In October 2009, the United States Food and Drug Administration approved Berinert for the treatment of acute abdominal and facial attacks of HAE, a rare and serious genetic disorder, in adolescent and adult patients. CSL Behring completed the European Mutual Recognition Procedure (MRP) for Berinert in 23 countries in December, 2008. Marketing authorization was also granted for Australia in January, 2010, and applications for licensing in Canada and Israel have also been filed with authorities. Berinert has been marketed in Germany for more than 30 years.

The approvals are mainly based on the results of the phase II/III prospective, double-blind placebo-controlled International Multi-center Prospective Angioedema C1-Inhibitor Trial (I.M.P.A.C.T.), the largest single placebo-controlled HAE trial ever, that studied the efficacy of pasteurized C1-esterase inhibitor (C1-INH) concentrate.

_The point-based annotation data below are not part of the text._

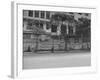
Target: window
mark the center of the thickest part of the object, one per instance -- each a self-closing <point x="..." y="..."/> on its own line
<point x="36" y="13"/>
<point x="42" y="14"/>
<point x="54" y="28"/>
<point x="47" y="15"/>
<point x="30" y="13"/>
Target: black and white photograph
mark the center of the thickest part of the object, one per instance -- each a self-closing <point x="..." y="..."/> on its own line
<point x="54" y="39"/>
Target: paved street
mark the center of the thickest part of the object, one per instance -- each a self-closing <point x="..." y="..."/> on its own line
<point x="53" y="60"/>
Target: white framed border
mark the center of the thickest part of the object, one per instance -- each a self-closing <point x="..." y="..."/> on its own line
<point x="17" y="52"/>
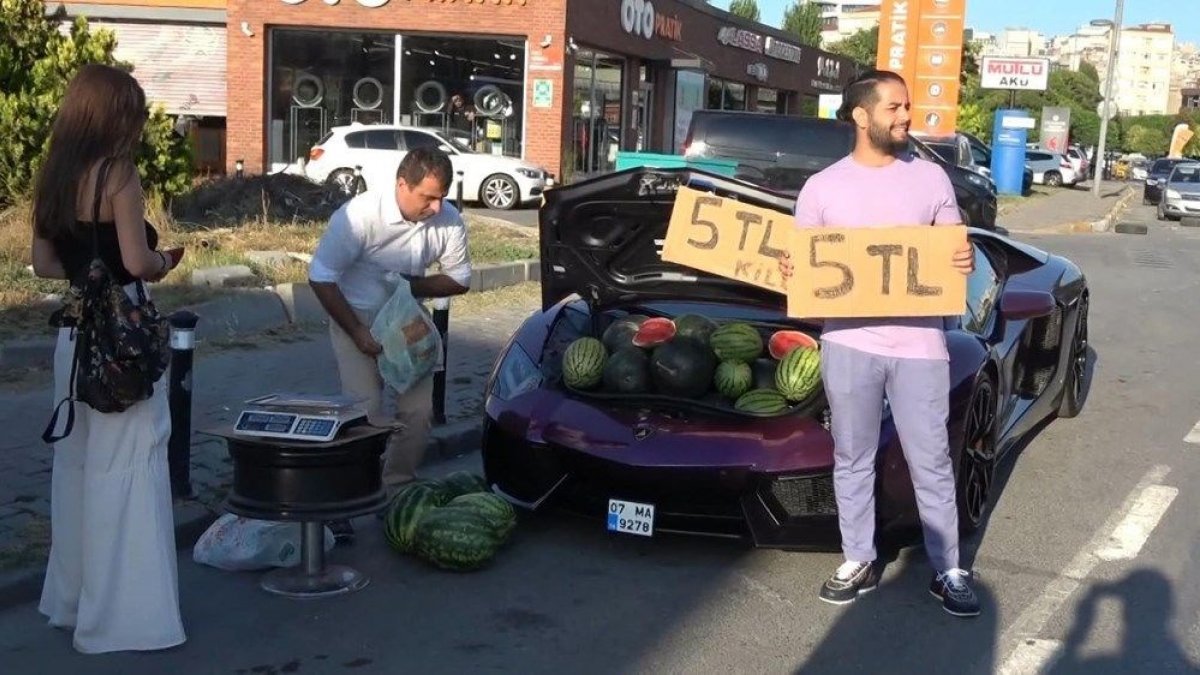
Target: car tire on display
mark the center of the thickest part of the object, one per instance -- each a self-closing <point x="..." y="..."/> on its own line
<point x="499" y="192"/>
<point x="1075" y="387"/>
<point x="977" y="457"/>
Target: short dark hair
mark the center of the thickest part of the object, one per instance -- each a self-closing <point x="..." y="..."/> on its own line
<point x="863" y="91"/>
<point x="420" y="162"/>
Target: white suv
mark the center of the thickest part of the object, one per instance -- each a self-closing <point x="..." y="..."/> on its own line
<point x="498" y="181"/>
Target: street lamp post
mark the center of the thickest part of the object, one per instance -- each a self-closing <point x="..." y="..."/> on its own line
<point x="1114" y="37"/>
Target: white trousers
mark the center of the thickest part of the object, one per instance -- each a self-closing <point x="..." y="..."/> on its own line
<point x="112" y="572"/>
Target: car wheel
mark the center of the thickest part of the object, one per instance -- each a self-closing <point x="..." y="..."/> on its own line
<point x="1075" y="384"/>
<point x="977" y="459"/>
<point x="499" y="192"/>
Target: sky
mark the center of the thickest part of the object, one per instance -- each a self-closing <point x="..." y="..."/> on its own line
<point x="994" y="16"/>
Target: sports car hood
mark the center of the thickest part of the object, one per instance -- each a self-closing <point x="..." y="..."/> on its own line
<point x="603" y="238"/>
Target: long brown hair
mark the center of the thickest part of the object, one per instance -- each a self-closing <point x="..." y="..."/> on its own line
<point x="102" y="115"/>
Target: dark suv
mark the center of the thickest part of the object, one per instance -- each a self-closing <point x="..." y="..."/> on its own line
<point x="781" y="151"/>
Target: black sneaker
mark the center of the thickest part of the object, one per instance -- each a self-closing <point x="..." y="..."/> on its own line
<point x="953" y="589"/>
<point x="851" y="580"/>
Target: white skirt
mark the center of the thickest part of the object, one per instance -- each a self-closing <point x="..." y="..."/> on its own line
<point x="112" y="572"/>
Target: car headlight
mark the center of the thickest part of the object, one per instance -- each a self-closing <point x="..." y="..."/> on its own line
<point x="517" y="375"/>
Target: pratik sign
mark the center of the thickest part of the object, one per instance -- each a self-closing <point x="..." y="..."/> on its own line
<point x="1009" y="72"/>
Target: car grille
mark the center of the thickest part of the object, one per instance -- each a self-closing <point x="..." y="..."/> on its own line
<point x="805" y="495"/>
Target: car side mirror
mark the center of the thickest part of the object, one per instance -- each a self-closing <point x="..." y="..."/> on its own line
<point x="1021" y="305"/>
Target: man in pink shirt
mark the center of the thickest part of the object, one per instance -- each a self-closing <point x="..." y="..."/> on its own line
<point x="880" y="185"/>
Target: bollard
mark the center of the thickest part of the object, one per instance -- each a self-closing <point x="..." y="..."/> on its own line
<point x="442" y="321"/>
<point x="179" y="448"/>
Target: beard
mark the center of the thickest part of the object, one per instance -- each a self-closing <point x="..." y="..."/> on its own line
<point x="883" y="141"/>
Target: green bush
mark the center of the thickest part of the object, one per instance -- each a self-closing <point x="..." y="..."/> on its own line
<point x="36" y="64"/>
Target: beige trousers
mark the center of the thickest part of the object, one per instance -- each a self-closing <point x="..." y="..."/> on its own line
<point x="413" y="412"/>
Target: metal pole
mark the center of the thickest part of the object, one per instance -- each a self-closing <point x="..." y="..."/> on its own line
<point x="179" y="447"/>
<point x="1115" y="36"/>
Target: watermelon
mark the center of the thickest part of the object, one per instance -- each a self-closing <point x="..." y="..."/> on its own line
<point x="683" y="368"/>
<point x="412" y="503"/>
<point x="463" y="483"/>
<point x="628" y="371"/>
<point x="654" y="332"/>
<point x="495" y="508"/>
<point x="459" y="538"/>
<point x="761" y="401"/>
<point x="783" y="341"/>
<point x="799" y="374"/>
<point x="733" y="378"/>
<point x="583" y="363"/>
<point x="694" y="327"/>
<point x="736" y="341"/>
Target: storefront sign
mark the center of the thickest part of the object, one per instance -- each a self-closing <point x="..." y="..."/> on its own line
<point x="875" y="272"/>
<point x="750" y="41"/>
<point x="639" y="17"/>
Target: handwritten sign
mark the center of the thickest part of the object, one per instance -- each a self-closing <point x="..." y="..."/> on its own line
<point x="727" y="238"/>
<point x="876" y="272"/>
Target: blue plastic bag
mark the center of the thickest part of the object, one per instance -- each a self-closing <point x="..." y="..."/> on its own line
<point x="412" y="346"/>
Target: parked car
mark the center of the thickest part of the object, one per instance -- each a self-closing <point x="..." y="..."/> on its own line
<point x="1181" y="192"/>
<point x="1050" y="168"/>
<point x="1159" y="171"/>
<point x="1018" y="357"/>
<point x="781" y="151"/>
<point x="498" y="181"/>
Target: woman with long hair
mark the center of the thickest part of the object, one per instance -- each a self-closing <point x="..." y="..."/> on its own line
<point x="112" y="574"/>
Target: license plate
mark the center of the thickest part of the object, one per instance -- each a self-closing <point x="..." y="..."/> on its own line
<point x="631" y="518"/>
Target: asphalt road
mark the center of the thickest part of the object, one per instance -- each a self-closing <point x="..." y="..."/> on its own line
<point x="1085" y="566"/>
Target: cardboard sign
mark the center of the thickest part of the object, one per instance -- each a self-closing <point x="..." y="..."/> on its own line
<point x="727" y="238"/>
<point x="876" y="272"/>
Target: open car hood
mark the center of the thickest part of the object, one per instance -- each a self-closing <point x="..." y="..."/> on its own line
<point x="603" y="238"/>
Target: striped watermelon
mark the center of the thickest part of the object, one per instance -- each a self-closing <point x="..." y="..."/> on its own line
<point x="497" y="511"/>
<point x="761" y="401"/>
<point x="583" y="363"/>
<point x="459" y="538"/>
<point x="736" y="341"/>
<point x="733" y="378"/>
<point x="799" y="374"/>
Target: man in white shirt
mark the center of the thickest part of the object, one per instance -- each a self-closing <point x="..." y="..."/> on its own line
<point x="370" y="243"/>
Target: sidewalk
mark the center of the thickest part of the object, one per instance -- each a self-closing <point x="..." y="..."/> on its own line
<point x="1068" y="209"/>
<point x="222" y="380"/>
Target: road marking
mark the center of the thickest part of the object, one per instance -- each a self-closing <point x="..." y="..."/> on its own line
<point x="1131" y="520"/>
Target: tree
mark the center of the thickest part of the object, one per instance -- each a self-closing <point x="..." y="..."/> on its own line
<point x="745" y="9"/>
<point x="36" y="64"/>
<point x="862" y="46"/>
<point x="804" y="22"/>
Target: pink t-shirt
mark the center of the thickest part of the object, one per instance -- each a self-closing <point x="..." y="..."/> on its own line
<point x="909" y="191"/>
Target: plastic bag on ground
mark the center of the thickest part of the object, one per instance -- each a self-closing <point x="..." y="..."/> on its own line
<point x="235" y="544"/>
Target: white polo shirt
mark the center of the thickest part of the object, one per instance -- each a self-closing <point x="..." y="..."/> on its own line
<point x="369" y="244"/>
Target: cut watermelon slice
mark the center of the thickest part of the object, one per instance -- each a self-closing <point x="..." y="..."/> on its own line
<point x="654" y="332"/>
<point x="784" y="341"/>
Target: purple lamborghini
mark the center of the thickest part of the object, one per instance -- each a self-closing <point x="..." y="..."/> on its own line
<point x="651" y="464"/>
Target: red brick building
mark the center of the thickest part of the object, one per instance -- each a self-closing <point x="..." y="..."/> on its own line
<point x="563" y="83"/>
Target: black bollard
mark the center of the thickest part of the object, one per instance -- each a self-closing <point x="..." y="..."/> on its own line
<point x="179" y="448"/>
<point x="442" y="321"/>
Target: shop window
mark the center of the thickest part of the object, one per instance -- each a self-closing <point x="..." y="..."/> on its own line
<point x="595" y="113"/>
<point x="467" y="88"/>
<point x="321" y="79"/>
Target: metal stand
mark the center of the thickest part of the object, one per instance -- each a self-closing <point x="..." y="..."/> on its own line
<point x="312" y="578"/>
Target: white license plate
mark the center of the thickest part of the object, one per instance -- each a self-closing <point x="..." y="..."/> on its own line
<point x="631" y="518"/>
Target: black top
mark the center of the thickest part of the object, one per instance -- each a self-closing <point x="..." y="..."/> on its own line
<point x="75" y="250"/>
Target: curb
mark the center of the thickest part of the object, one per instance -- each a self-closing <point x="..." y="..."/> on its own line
<point x="192" y="519"/>
<point x="255" y="310"/>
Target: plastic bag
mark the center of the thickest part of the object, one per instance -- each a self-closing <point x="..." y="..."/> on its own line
<point x="412" y="345"/>
<point x="234" y="544"/>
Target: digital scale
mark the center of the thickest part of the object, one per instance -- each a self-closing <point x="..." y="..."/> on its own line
<point x="299" y="417"/>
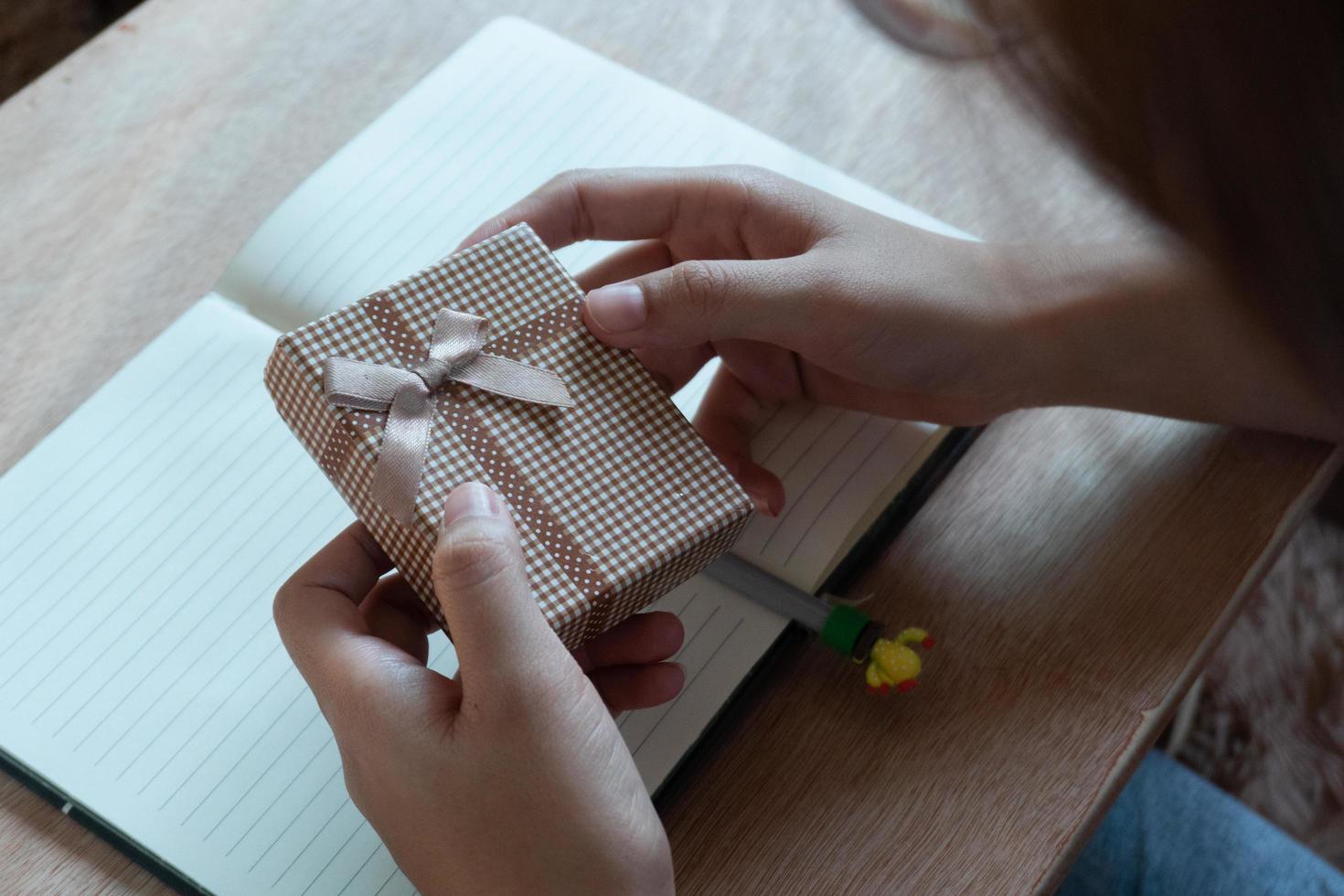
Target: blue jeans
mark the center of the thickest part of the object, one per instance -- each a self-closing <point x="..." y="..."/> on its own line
<point x="1172" y="832"/>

"It is very good news that this well-established therapy, which has helped so many patients to live without the fear of life-threatening and debilitating HAE attacks, is now available to even more HAE patients in Europe," said Dr. Marco Cicardi, professor of Internal Medicine at the University of Milan, Italy. "CSL Behring is to be commended for its dedication to this relatively small patient community for whom treatment options have been limited for so long."

HAE is a genetic disorder caused by a deficiency of C1-INH. It is inherited in an autosomal dominant manner.  Symptoms of HAE include episodes of edema, or swelling, in the hands, feet, the face, the abdomen, and/or the larynx. Patients who have abdominal attacks of HAE can experience episodes of severe pain, diarrhea, nausea, and vomiting caused by swelling of the intestinal wall. HAE attacks that involve the face and larynx can result in airway closure, asphyxiation, and, if untreated, death. Diagnosis of HAE requires a blood test to confirm low or abnormal levels of C1-INH.  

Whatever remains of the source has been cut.